Chinese Cookbook
Introduction
Motivation and description of the deliverables
Project Plan and Milestones
Weekly Project Plan
Date | Data Collection | Data Processing | Data Analysis | Web Construction |
---|---|---|---|---|
Week 3 | Search historical Chinese cookbooks and compare them | |||
Week 4 | Choose one historical Chinese cookbook
|
|||
Week 5 | Get data from the website | First clean and sort the data
|
||
Week 6 | Construct the dataset of ingredients
|
|||
Week 7 | Categorize data | |||
Week 8 | Analyse cooking method, effect, category, and ingredient frequency
|
Start web construction | ||
Week 9 | Analyse ingredient and ingredient category pairing
|
Continue web construction | ||
Week 10 | Analyse effect and ingredient pairing
|
Continue web construction
| ||
Week 11 | Modren Chinese to English translation | Continue web construction
| ||
Week 12 | Modren Chinese to English translation | Continue web construction
| ||
Week 13 | Finalize and improve the website | |||
Week 14 | Prepare the Wikipedia page & final presentation |
Milestone 1
- Prepare a project proposal and the goal and objective of the project
- Get Chinese cooking book data from the website
Milestone 2
- Clean the data and construct the datasets for the Chinese cooking book
- Translate from Ancient Chinese and Modern Chinese
- Categorize the data depending on ingredient, effect, category, and cooking method
Milestone 3
- Data Analysis
- Web construction and recipe filtering and recommendation system
- Prepare final presentation and Wikipedia page
Methods
Data Collection
"Yinshanzhengyao" was published in 1330 during the Yuan dynasty, and all existing editions are derived from the Ming dynasty edition of 1456. Despite the presence of a scanned version of the book on the internet, Optical Character Recognition (OCR) poses a challenge due to the ancient Chinese text and the inclusion of illustrations. Fortunately, the Chinese Text Project (中國哲學書電子書計劃) has undertaken the noble initiative of providing open access to ancient Chinese books for both Chinese and non-Chinese scholars, resulting in the creation of a comprehensive database. Currently, it encompasses over thirty thousand books, making it the largest among historical Chinese literature databases.
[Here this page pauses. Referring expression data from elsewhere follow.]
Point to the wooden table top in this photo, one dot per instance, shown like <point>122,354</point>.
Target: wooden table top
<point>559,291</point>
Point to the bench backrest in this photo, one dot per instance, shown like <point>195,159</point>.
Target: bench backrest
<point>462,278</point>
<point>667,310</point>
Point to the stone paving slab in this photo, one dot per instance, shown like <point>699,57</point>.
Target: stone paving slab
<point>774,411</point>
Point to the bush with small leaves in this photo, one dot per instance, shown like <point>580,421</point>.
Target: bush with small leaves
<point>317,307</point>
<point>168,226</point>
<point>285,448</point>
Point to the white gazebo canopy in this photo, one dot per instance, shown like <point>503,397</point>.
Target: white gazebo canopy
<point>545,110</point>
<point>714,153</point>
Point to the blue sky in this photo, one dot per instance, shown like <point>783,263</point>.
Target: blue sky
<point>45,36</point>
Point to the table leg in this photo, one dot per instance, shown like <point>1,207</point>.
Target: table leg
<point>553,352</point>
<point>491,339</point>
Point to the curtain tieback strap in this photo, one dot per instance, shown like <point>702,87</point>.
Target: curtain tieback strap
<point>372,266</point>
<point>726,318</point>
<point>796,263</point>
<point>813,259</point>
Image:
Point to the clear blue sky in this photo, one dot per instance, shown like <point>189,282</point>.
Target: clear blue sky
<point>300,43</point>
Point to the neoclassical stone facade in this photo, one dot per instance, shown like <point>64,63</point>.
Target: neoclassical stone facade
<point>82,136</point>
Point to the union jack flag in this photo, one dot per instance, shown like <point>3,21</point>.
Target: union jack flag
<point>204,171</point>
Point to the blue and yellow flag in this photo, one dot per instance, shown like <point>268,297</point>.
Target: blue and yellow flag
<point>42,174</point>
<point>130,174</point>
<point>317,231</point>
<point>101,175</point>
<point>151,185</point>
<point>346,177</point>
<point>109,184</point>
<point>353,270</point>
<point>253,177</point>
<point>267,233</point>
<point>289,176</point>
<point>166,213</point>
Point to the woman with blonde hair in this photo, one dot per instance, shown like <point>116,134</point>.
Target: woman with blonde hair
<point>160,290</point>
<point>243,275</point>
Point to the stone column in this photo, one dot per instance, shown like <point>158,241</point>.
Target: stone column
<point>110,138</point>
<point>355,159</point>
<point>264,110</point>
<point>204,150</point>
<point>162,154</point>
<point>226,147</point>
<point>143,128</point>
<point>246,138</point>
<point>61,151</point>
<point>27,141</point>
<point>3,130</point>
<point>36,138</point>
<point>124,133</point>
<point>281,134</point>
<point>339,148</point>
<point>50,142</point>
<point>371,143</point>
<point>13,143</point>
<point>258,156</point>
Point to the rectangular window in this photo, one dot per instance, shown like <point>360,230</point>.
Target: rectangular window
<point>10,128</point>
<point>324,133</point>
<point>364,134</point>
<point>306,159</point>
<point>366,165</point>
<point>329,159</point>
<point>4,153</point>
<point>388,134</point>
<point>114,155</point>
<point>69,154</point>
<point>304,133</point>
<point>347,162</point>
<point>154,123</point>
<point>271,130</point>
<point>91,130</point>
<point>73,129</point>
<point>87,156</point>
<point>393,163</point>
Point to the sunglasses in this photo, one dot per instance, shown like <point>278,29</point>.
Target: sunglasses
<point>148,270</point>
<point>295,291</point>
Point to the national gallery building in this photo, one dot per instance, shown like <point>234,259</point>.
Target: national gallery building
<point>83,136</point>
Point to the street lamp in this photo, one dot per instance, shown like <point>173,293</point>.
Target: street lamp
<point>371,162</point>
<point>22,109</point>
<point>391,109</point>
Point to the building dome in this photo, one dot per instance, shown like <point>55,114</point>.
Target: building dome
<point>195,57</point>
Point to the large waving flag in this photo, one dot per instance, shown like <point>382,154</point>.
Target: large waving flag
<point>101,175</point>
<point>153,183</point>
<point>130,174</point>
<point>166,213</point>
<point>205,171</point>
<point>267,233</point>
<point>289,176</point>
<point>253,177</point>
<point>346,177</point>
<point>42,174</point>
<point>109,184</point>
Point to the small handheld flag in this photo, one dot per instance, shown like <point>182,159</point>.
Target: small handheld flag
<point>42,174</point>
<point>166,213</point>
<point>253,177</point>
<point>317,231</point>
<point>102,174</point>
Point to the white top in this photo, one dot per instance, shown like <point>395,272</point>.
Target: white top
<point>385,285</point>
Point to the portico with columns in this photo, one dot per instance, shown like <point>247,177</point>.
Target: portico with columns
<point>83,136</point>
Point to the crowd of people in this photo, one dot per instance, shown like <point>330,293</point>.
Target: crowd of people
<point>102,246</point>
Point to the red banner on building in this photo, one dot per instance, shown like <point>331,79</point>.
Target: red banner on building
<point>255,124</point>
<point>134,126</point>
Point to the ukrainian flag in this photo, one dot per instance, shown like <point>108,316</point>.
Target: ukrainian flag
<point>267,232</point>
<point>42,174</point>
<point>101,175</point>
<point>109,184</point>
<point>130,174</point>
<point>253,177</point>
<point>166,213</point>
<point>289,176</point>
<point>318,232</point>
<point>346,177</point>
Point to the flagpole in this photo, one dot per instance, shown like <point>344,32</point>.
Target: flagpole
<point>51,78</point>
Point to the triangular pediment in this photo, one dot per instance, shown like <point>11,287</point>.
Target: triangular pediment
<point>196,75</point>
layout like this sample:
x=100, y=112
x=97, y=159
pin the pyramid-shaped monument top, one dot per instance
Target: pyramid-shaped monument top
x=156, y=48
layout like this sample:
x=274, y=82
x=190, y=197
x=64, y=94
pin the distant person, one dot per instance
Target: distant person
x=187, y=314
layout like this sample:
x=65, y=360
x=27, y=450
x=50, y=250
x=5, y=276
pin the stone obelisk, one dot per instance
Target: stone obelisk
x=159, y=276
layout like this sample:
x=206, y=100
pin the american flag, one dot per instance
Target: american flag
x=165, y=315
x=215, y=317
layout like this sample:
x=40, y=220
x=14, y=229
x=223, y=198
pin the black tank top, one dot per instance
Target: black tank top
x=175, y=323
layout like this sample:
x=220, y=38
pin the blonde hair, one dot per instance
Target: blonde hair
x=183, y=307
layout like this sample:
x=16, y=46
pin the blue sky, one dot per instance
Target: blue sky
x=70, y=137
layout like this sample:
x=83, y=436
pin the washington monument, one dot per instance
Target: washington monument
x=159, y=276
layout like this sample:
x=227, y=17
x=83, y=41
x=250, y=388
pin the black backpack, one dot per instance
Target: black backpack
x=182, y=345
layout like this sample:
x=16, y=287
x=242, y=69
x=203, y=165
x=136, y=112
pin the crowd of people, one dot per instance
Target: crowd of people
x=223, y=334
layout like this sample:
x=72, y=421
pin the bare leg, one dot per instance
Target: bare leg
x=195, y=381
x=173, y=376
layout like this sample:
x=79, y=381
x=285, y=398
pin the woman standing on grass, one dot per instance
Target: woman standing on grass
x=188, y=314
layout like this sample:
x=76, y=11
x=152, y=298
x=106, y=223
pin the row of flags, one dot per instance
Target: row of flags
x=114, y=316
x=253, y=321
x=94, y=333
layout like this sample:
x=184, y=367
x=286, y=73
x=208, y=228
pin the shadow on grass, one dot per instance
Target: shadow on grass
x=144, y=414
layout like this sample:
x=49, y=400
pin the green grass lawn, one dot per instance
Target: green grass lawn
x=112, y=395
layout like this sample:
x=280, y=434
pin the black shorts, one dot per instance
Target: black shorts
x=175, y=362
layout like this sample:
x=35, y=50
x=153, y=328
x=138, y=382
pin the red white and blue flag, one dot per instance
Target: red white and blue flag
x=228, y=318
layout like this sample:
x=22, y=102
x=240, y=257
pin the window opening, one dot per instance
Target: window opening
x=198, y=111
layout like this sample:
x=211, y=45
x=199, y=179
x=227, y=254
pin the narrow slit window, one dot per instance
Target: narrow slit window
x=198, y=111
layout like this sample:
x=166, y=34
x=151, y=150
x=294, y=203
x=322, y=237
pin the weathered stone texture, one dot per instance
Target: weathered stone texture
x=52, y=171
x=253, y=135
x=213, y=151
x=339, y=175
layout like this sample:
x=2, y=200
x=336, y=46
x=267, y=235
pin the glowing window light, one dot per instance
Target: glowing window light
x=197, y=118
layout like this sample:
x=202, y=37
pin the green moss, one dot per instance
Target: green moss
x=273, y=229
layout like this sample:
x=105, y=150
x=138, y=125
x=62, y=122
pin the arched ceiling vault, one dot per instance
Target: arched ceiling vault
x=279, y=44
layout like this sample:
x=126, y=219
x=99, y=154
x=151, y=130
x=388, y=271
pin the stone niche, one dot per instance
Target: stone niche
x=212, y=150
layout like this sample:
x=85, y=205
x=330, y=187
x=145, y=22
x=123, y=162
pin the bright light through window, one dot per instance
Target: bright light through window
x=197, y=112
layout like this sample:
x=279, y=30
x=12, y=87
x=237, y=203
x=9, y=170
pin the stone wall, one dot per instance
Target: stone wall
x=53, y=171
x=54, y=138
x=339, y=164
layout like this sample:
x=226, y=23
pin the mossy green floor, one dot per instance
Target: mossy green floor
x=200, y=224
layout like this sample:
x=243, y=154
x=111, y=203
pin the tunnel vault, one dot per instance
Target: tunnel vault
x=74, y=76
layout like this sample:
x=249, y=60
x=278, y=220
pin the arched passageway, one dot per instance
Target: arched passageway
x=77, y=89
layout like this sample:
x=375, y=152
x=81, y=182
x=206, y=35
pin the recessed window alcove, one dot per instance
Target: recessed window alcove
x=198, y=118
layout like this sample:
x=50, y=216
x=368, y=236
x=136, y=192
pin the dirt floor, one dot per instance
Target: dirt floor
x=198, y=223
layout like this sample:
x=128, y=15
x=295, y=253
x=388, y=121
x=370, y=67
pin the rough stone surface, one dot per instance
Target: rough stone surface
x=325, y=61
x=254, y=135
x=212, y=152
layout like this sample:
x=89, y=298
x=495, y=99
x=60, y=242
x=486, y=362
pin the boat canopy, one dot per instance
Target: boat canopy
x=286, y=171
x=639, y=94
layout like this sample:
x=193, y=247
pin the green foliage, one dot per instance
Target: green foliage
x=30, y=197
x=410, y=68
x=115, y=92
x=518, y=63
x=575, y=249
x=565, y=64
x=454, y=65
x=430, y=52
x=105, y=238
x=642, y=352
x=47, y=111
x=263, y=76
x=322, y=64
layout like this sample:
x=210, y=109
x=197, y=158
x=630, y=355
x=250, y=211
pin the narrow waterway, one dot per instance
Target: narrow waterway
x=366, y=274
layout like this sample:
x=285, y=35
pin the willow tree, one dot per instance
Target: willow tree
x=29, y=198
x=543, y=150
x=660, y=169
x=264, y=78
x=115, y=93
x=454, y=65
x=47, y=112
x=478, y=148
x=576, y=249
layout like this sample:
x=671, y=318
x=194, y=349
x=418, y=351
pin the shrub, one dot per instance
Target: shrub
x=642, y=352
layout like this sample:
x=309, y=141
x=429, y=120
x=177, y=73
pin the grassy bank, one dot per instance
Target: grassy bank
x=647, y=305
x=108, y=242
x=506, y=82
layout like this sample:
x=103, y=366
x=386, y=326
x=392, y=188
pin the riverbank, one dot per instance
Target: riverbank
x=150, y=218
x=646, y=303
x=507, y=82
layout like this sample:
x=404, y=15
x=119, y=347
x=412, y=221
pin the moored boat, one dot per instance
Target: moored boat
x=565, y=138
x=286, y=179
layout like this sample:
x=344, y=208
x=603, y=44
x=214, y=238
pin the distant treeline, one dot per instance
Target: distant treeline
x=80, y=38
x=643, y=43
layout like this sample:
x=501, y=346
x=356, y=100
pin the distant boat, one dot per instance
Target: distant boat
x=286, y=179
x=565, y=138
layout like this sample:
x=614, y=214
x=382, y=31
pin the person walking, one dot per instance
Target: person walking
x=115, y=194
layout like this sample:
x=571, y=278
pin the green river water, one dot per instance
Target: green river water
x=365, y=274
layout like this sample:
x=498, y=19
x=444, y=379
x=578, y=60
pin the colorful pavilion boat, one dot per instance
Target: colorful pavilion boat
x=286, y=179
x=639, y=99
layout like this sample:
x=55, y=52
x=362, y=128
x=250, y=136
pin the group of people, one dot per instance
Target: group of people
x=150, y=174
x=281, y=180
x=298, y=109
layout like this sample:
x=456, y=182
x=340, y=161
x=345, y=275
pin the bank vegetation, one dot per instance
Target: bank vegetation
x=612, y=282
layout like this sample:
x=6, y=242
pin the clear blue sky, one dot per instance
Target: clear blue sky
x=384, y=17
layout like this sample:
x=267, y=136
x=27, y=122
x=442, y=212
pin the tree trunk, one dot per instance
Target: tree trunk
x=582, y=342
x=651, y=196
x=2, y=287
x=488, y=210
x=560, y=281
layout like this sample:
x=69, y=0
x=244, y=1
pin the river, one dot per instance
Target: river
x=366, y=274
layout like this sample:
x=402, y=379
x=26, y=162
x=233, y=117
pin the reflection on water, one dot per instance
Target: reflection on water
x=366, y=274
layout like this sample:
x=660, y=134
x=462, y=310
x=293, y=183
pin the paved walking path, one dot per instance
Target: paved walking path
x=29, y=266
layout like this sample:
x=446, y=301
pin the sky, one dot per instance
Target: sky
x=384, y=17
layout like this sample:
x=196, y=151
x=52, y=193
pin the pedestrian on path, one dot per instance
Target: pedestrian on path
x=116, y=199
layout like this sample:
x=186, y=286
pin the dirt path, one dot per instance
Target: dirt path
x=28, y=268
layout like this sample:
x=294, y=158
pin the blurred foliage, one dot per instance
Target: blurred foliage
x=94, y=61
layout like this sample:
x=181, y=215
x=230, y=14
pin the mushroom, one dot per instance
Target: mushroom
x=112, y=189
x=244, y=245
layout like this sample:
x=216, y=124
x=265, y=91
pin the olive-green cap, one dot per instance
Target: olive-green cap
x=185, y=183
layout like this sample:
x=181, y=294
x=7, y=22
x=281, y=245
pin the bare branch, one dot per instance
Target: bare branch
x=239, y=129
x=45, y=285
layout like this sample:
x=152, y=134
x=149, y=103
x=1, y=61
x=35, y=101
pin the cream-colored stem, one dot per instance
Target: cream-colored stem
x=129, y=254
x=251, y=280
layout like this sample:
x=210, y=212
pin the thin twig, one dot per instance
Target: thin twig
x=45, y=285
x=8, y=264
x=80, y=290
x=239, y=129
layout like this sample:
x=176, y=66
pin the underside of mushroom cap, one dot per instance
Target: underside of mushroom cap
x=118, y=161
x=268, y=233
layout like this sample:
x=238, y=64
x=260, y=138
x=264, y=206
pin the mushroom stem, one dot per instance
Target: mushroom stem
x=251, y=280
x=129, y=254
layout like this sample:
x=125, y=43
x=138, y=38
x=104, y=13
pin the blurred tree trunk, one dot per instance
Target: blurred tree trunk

"Yinshanzhengyao" is among the books included in this extensive database. Leveraging the well-defined structure of the database, we scrape data from the website. Given the project's specific focus on the recipes within the book, our data extraction is limited to the recipe content, which includes the following chapter:
- Strange Delicacies of Combined Flavours 1, 2, 3
- Various Hot Beverages and Concentrates
- Foods that Cure Various Illnesses
In total, there are 210 recipes, each accompanied by information on its effects, ingredients with quantities, and step-by-step instructions. As a medical text, the "effect" refers to the benefits of the food and precautions to be taken, providing valuable insights into the medicinal properties of the recipes.
Data Processing
Construct dataset
After obtaining data from the website, it is necessary to clean and organize the data into the following structure: Food_Name, Effect, Ingredients, Steps.
Categorize
To facilitate further data analysis and implement the search function for the website, the initial step involves categorizing our data. This categorization encompasses 15 recipe categories, 10 cooking methods, 13 ingredient categories, and 9 effect categories. The detailed categories are as follows:
- Recipe categories: 'Paste', 'Pan-fry', 'Dish', 'Thick soup', 'Conge', 'Meat', 'Soup', 'Noodles', 'Rice noodles', 'Pancake', 'Thick liquid', 'Oil', 'Tea', 'Wonton', 'Steamed bun'
Category_en | Food_Name_en | Category | Food_Name |
---|---|---|---|
Pancake | Cow’s Milk Buns | 饼 | 牛奶子烧饼 |
Dish | Boiled Sheep’s Breast | 菜品 | 熬羊胸子 |
Steamed bun | Eggplant Manta | 馒头 | 茄子馒头 |
Soup | Carp Soup | 汤 | 鲤鱼汤 |
Tea | Jade Mortar Tea | 茶 | 玉磨茶 |
- Cooking methods: 'Boil', 'Simmer', 'Steam', 'Pan-fry', 'Bake', 'Braise', 'Broil', 'Stir-fry', 'Roast', 'Deep-fry'
- Ingredient categories: 'Chinese Medicinal Material', 'Plant', 'Spice', 'Fruit', 'Vegetable', 'Seafood', 'Meat', 'Dairy Product', 'Grain', 'Juice', 'Condiment', 'Tea', 'Other'
- Effect categories:'Gastrointestinal Issues', 'Neurological and Mental Health', 'General Health and Wellness', 'Musculoskeletal Issues', 'Speech-related', 'Heat-clearing', 'Genitourinary Issues', 'Respiratory Issues', 'Others'
The following presents five examples of recipes along with their categorized information.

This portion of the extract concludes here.